Indicações ao Oscar 2017
Prepare-se: você vai ouvir alguém anunciar La La Land mais de vinte vezes durante a festa
Vai ser daqueles anos em que a cerimônia de entrega fica até monótona: com quatorze indicações (no que se iguala aos recordistas Titanic e A Malvada), La La Land não tem concorrente à altura no Oscar deste ano. Além da estatueta de melhor filme, deve levar as de direção (para Damien Chazelle), roteiro original, fotografia, desenho de produção, figurino, mixagem de som, trilha sonora e canção – para City of Lights, que concorre com outra de La La Land, Audition. Ou seja, nove prêmios (e, somando os anúncios dos indicados aos anúncios dos vencedores, isso significa que você deve ouvir essas três palavrinhas 23 vezes durante a noite de 26 de fevereiro). O de melhor ator não deve levar: Ryan Gosling mais Viggo Mortensen, Denzel Washington e Andrew Garfield deverão perder o Oscar para Casey Affleck, de Manchester à Beira-Mar. Emma Stone também está na lanterninha da categoria de melhor atriz, na companhia ilustre de Meryl Streep: a questão é para quem ela vai perder – se para a favorita (neste momento) Natalie Portman, de Jackie, ou se para Isabelle Huppert, de Elle, ou ainda se para Ruth Negga, de Loving, uma atriz nascida na Etiópia e criada na Irlanda que está em ascensão vertiginosa.

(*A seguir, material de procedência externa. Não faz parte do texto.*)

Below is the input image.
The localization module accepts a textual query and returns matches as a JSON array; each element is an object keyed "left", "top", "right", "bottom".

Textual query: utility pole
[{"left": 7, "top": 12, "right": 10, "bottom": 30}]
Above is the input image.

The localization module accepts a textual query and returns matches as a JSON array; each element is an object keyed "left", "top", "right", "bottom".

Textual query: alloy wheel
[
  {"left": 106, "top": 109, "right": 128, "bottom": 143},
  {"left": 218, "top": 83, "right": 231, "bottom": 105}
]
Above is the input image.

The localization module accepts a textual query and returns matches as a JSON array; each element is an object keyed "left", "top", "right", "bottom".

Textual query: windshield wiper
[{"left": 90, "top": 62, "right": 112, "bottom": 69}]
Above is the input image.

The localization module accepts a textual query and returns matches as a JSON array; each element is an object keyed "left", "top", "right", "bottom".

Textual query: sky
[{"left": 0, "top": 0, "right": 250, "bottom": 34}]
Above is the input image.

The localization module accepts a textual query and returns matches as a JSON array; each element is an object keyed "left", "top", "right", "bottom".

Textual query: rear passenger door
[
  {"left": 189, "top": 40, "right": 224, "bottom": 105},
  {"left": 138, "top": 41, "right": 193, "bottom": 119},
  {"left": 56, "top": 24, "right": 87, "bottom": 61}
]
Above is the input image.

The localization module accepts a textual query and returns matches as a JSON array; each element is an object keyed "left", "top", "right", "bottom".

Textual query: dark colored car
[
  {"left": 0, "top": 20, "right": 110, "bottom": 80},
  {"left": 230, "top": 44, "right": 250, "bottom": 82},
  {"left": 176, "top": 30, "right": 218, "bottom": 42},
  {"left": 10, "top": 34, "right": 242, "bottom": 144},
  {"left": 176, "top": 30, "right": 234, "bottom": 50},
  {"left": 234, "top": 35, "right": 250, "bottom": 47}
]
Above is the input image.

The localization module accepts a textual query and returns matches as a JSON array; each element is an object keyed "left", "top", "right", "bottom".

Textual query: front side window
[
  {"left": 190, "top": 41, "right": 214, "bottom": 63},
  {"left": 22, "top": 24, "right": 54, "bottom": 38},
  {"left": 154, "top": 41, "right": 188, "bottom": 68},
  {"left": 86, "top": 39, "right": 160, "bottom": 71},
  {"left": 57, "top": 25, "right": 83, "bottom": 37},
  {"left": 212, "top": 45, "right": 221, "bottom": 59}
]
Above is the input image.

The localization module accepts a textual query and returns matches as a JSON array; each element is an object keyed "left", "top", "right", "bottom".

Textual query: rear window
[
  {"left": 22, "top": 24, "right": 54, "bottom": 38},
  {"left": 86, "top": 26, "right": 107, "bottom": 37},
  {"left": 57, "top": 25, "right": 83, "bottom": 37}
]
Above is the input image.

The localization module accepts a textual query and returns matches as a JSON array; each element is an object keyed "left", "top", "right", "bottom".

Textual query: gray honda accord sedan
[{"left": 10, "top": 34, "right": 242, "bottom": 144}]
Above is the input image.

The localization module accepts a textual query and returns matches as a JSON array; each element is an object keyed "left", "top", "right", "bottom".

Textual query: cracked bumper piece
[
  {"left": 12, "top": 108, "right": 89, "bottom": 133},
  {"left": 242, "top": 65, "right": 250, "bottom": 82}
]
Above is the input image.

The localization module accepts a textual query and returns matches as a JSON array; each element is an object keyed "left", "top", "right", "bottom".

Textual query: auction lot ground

Mas então é isso? Os outros oito indicados a melhor filme estão ali só para fazer figuração?
Não, de forma nenhuma. La La Land disparou na frente porque traz qualidades que se tornam cada vez mais raras na produção americana – frescor, originalidade, encanto, imaginação, vontade de correr riscos. Mas cada um dos competidores está lá por um motivo diverso. Até o Último Homem é, na minha opinião, superestimado – mas, com seu total de seis indicações, inclusive para diretor, significa um perdão decidido da indústria a Mel Gibson por suas transgressões passadas; ele já pode se considerar de volta ao rebanho. Depois do bafafá do #OscarsSoWhite em 2016, neste ano quatro dos indicados contam histórias de personagens negros (Estrelas Além do Tempo, Cercas e Moonlight) ou, em um caso, de indianos (Lion). A tradição do drama clássico vem bem representada em Manchester à Beira-Mar, e outra tradição, a do western, ganha uma estupenda revisão contemporânea em A Qualquer Custo. Quem fecha a conta é a bela ficção científica A Chegada – e aí a Academia ficou devendo, e devendo feio, uma indicação a Amy Adams.
Agora repare: à parte A Chegada, que teve financiamento grande, todos os outros filmes são produções independentes ou das divisões alternativas dos estúdios. Há dois jeitos de ver a coisa. De um lado, pode-se identificar nas indicações de 2017 uma vitória do cinema feito na raça, com orçamento modesto e convicção. De outro lado, há que se constatar que a lista é, também, uma derrota do cinema de estúdio: é tanto filme de super-herói (e por que nem considerar Deadpool?), tanta sequel e prequel, que os grandes estúdios simplesmente desaprenderam a propor material original com alguma consistência. Não é um acaso que A Chegada seja a exceção: é o único título com algum contorno autoral a sair dessas linhas de montagem super-financiadas no ano passado. Os executivos de cinema vivem se queixando de que o público foge de tudo que não seja megaprodução com marca conhecida. La La Land e os outro oito indicados a melhor filme provam que não é bem assim: banque um diretor que sabe onde tem o nariz – e deixe-o seguir seu próprio nariz –, e não são nada más as chances de que a plateia queira acompanhá-lo.